Wishlist #21; More Artisinal Cider and Perry

The mention of cider evokes various images. Industrial grot, laced with additives, necked by teenagers. Horse-piss scrumpy, twigs floating in it, stripping enamel from your teeth.

So here's a positive image - artisanal producers of quality cider and perry. I love how producers such as West County in the US take pride in being artisans; "an enterprise small enough so that the farmer or craftsman is the guiding and working force behind what is grown and made". I love the passion for quality and standards shown by the likes of Tom Oliver, the force behind the Guild Of Craft Cider and Perry Producer's Charter.
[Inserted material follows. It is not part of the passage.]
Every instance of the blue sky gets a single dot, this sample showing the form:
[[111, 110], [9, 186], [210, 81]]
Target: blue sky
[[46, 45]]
I love good cider and perry. I love a product that's made with care and passion, that's taken time to mature, skill to blend. I'm glad that I can't walk into a supermarket and buy stuff from Olivers/Burrow Hill/Whin Hill/Gwatkins. I want to search it out and treasure it, I want it to be made only in small batches, I want it to be positioned as a premium product and I want producers and consumers to take pride in it.

Un-mucked-about-with cider and perry could be the UK's finest contribution to the world's premium quality alcoholic products. The quiet revolution is underway; perhaps it's time to cherish it a little more.

1 comment:

  1. There is some lovely stuff about - I was working at Peterborough Beer Festival and we had Whin Hill perry (lovely rich drink, full of flavour), Hecks Blakeney Red perry and Port Wine of Glastonbury cider, Biddendens from Kent (superb!!), Double Vision (a few miles up the road from Biddendens)... just the highlights!

    The difficulty with pubs selling cider is that they're probably going to sell very little of it. And ninety per cent of the time that's to people who don't know much about it and are only buying a pint of Grots Laphroaig-cask Dabinett because there's no Magners left. So they only have one cider, and even those pubs that have a real cider usually play fairly safe with a 6 percenter that's reliable and medium sweet.

    That said some pubs are excellent. Here in Norfolk we've got the Mariners, in Yarmouth, which actually has a cider bar, and the Cider Shed in Norwich usually has three ciders on - Burnards Rum Cask was recently in fantastic form, and I spent a very happy night encouraging a friend of mine to expand his acquaintance with real cider!